China, Russia, and other adversaries will know they have a free hand. They can steal intellectual property, dump products to destroy American industries, manipulate currency, and prey on American workers, knowing the president cannot respond immediately. And that’s not just President Trump but all presidents.

The doctrine of separation of powers will be weaponized against executive authority’s very purpose: protecting the nation. Yes, Congress has the power to tax. But the President has the duty to protect. When those principles collide in a genuine emergency, who should prevail?

The Church Must Speak

Christians must understand: This isn’t about trade policy or constitutional interpretation. It’s about whether America retains the capacity for self-defense in a world where economic warfare has become as consequential as military conflict.

The same progressive forces that have undermined religious liberty, attacked the family, promoted sexual confusion, and celebrated the killing of the unborn are now arguing the President should be powerless to protect American workers from foreign aggression. This is not coincidental. It’s the same ideology that says America is not good, American workers don’t deserve protection, and our leaders should be constrained from acting in the national interest.

For decades, Christians have been told to stay in our lane, to focus on “spiritual matters” and leave economics to the experts. Those experts have produced three decades of devastation. They’ve enriched themselves while Rust Belt towns became graveyards of American industry.
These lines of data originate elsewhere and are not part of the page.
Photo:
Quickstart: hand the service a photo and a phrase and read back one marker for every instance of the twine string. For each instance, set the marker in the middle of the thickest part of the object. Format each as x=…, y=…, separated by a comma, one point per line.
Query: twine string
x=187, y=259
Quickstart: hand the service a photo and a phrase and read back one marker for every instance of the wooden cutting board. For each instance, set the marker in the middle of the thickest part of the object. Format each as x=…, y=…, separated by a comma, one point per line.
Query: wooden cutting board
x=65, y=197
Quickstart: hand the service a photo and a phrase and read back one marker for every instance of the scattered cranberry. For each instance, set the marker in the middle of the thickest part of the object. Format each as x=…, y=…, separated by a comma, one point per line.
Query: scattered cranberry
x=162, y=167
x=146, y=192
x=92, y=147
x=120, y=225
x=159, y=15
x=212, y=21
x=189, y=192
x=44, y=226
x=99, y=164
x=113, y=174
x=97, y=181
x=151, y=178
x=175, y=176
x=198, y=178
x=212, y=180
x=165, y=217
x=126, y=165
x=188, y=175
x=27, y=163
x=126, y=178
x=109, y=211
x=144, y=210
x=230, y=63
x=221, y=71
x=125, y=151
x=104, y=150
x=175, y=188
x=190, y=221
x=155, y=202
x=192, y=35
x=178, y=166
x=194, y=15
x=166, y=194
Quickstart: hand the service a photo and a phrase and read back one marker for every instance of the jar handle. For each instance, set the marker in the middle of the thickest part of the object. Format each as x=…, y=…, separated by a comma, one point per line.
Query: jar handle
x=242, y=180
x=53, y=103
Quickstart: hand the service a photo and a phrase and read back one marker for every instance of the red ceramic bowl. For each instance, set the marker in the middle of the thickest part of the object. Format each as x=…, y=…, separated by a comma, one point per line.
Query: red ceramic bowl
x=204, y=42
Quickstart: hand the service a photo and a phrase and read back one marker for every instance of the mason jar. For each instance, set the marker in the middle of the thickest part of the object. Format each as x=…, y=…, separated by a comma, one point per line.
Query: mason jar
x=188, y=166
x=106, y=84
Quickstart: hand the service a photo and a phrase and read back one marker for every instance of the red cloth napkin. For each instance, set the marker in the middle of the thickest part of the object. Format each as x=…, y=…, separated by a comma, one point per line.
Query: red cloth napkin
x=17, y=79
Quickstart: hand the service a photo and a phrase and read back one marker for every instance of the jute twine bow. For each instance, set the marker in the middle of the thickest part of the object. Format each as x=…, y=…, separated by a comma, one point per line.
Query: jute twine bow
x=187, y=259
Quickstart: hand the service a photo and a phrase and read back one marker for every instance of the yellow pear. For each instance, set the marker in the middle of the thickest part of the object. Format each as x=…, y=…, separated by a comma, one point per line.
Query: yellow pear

The Gospel calls us to care about justice, about the strong exploiting the weak, about the foreigner taking advantage of the vulnerable (Jeremiah 22:3). When foreign powers plunder American workers, when our government cannot defend its people, the Church cannot remain silent.

The Test Before Us

The Supreme Court will issue its ruling in the coming months. Some analysts believe the decision could be fractured, potentially producing an effective win for the administration despite a divided court.

But the legal outcome is secondary to the spiritual question: Do we still have the civilizational will to protect ourselves? Or have we become so committed to processes and procedures that we’ve forgotten government’s first duty is protecting its people?

Those who want a neutered executive branch in trade policy want a neutered church in the public square. They want pastors too timid to speak prophetically, fathers too passive to protect their families, and a faith domesticated into irrelevance.

Wake up. The fight over tariffs is ultimately about whether we believe our leaders should lead, our protectors should protect, and our nation should survive. Those who would render the President impotent to defend American workers are the same people who would render the Church impotent to defend biblical truth.

The Supreme Court may decide the legal question. But the Church must decide whether America is worth defending, whether the Gospel speaks to how nations protect their people, and whether we will speak truth or retreat into comfortable irrelevance.

Christians must stand for freedom, stand for the authority of leaders to lead. When the institutions designed to protect us are paralyzed by process, judgment falls on us all.